This abbot being a man of such high office, it is natural to look for some benefit arising to the abbey through his influence, and accordingly we find that he has left his mark on the church, his coat of arms being carved at least three times on different parts of the building. This leads to the conclusion that some portions of the structure were erected by him, and gives a clue to the date of erection of those portions.
The secularisation of the property of the abbey followed the usual course in the sixteenth century. In 1535 King James V. was invested with the administration of the revenues, and, in 1541, he conferred the abbey on his infant son—Durie, the abbot, retiring on a pension to make way for him.
During the repeated invasions of the Generals of Henry VIII., the abbeys of the south of Scotland suffered along with the churches and domestic buildings of the district. In 1544 Melrose was damaged by Sir Ralph Eure and Sir Bryan Laiton, who also defaced the tombs of the Douglases in the church—a disgrace which was avenged the following year by the defeat of the English at Ancrum Moor. The above destructive attack was followed by that of the Earl of Hertford, who demolished what of the Border abbeys had not already been destroyed.
In 1558 Cardinal Guise was Commendator of Melrose, and, in 1559, the abbey was taken possession of by the Lords of the Congregation. In 1560 it was annexed to the Crown; but an allowance was granted to eleven monks and three portioners, being apparently all who survived of the inmates of the monastery, who, in 1542, numbered one hundred monks and as many lay brethren.
Under Queen Mary the estates were granted to the Earl of Bothwell, with the title of Commendator, and, after passing through the hands of Douglas of Lochleven and Sir John Ramsay, they were ultimately acquired by the Scotts of Buccleuch.
The abbey appears never to have recovered the destruction of the sixteenth century, and gradually fell into decay. The materials of the buildings were used for the erection of other structures, and Douglas, the Commendator, built a house for himself out of the ruins.

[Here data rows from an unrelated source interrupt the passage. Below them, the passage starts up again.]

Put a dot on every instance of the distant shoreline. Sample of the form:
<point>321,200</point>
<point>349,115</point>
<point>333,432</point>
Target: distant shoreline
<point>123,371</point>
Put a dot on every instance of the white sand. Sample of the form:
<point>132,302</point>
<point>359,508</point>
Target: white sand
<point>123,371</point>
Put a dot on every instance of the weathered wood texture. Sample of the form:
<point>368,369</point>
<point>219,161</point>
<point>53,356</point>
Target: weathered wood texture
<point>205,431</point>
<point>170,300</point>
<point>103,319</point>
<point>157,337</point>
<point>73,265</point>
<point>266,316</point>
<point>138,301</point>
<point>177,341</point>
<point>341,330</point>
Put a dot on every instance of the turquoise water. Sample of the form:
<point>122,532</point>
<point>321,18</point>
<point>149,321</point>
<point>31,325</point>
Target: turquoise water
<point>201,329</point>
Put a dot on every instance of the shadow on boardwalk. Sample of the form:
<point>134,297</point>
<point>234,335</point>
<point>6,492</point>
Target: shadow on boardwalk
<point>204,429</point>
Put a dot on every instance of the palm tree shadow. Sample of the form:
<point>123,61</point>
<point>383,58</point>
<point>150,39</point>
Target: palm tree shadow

The masonry long continued to form a quarry for the supply of the locality, being used, amongst other purposes, for the erection of the Tolbooth and for repairing the mills and sluices.
In 1618 the portion of the structure which still remained was fitted up as the parish church, and, in order to render it secure, a plain pointed barrel vault was thrown across the nave, and was supported by plain square piers built against the old piers on the north side. The original vaulting seems to have been previously demolished.
By remarkable good fortune the statues and images which filled the niches escaped destruction till 1649, when they suffered at the hands of an iconoclast, but by whose orders it is not known.
The charters of the abbey have been kept amongst the archives of the Earl of Morton, and form “the finest collection of ancient writs preserved in Scotland.”[133]